We propose QuASK (Quantum Advantage Seeker with Kernel), a Python3 software framework unifying under a single interface all the features to run experiment with quantum kernels. QuASK can be run from the terminal using a single command line which specifies how to operate on the given data. Within the same command, the researcher can specify to analyze the data and subsequently generate graphics. QuASK can also be used as a library, to be integrated within an existing pipeline. Finally, the open-source nature of the framework allows the user to integrate further capabilities into the software, having them immediately available through the command line interface. QuASK is freely available at https://github.com/CERN-IT-INNOVATION/QuASK and the documentation is available at https://quask.readthedocs.io/en/latest/index.html.
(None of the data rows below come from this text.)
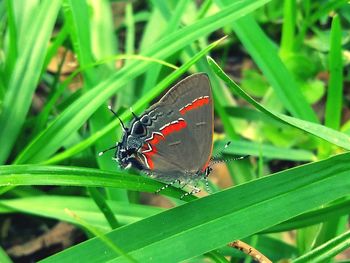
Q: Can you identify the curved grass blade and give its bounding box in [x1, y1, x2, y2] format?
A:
[0, 165, 195, 200]
[42, 38, 223, 164]
[0, 195, 164, 232]
[293, 230, 350, 263]
[0, 0, 61, 164]
[16, 0, 269, 163]
[42, 153, 350, 262]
2 Theoretical aspects of Quantum Kernels

A binary, symmetric function \(K: \mathcal {X} \times \mathcal {X} \rightarrow \mathbb {R}\) is a kernel function if positive definite (pd), i.e.

$$\begin{aligned} \sum _{i=1}^n \sum _{j=1}^n c_i c_j K(x_i, x_j) \ge 0 \end{aligned}$$
(1)

for all \(x_1,..., x_n \in \mathcal {X}\) given the realFootnote 3 coefficients \(c_1,..., c_n \in \mathbb {R}\). Supposing k continuous, we can associate a linear Hilbert-Schmith integral operator

$$\begin{aligned}{}[T g](x') = \int _{x \in \mathcal {X}} K(x', x) g(x) dx. \end{aligned}$$
(2)

whose eigenfunctions \(\{ e_i \}_{i=1}^\infty \) form an orthonormal basis of square-integrable functions, and the sequence of corresponding eigenvalues \(\{ \lambda _i \}_{i=1}^\infty \) is non-negative. In such a case,

$$\begin{aligned} K(x, x') = \sum _{i=1}^\infty \lambda _i e_i(x) e_i(x') \end{aligned}$$
(3)

For \(x, x' \in \mathcal {X} \subseteq \mathbb {R}^d\), some examples of kernels are:

$$\begin{aligned} K_\text {l}(x, x')&= x \cdot x'{} & {} \text {Linear} \end{aligned}$$
(4)
$$\begin{aligned} K_\text {p}(x, x')&= (x \cdot x' + b)^r{} & {} \text {Polynomial of degree }r \end{aligned}$$
(5)
$$\begin{aligned} K_\text {rbf}(x, x')&= \exp (-\alpha \Vert x \!-\! x'\Vert ){} & {} \text {RBF or Gaussian } (\alpha \!>\! 0) \end{aligned}$$
(6)
$$\begin{aligned} K_\text {eq}(x, x')&= 1 - \delta _{x, x'}{} & {} \text {Equality kernel} \end{aligned}$$
(7)

while, for example, \(\vert x-x'\vert \) is not a valid kernel due to the lack of positive definiteness. Important class of kernels are the translation-invariant kernels \(K(x, x') = \Phi (x - x')\) given that \(\mathcal {X}\) is a vector space (the Gaussian kernel is an instance of such a family), and the group kernel \(K(x, x') = \Phi (x^{-1} x')\) given \(\mathcal {X}\) has a group structure. Kernels can form other kernels: a non-negative linear combination of kernels, a product, and the limit of a kernel sequence (if exists) are kernels too. \(K_\text {eq}\) is a valid non-continuous kernel, which can be obtained as the limit for \(n \rightarrow \infty \) of \(\exp \{-n\Vert x - x' \Vert \}\). A larger list of kernels and their compositions can be found in (Rasmussen and Williams 2005; Duvenaud 2014).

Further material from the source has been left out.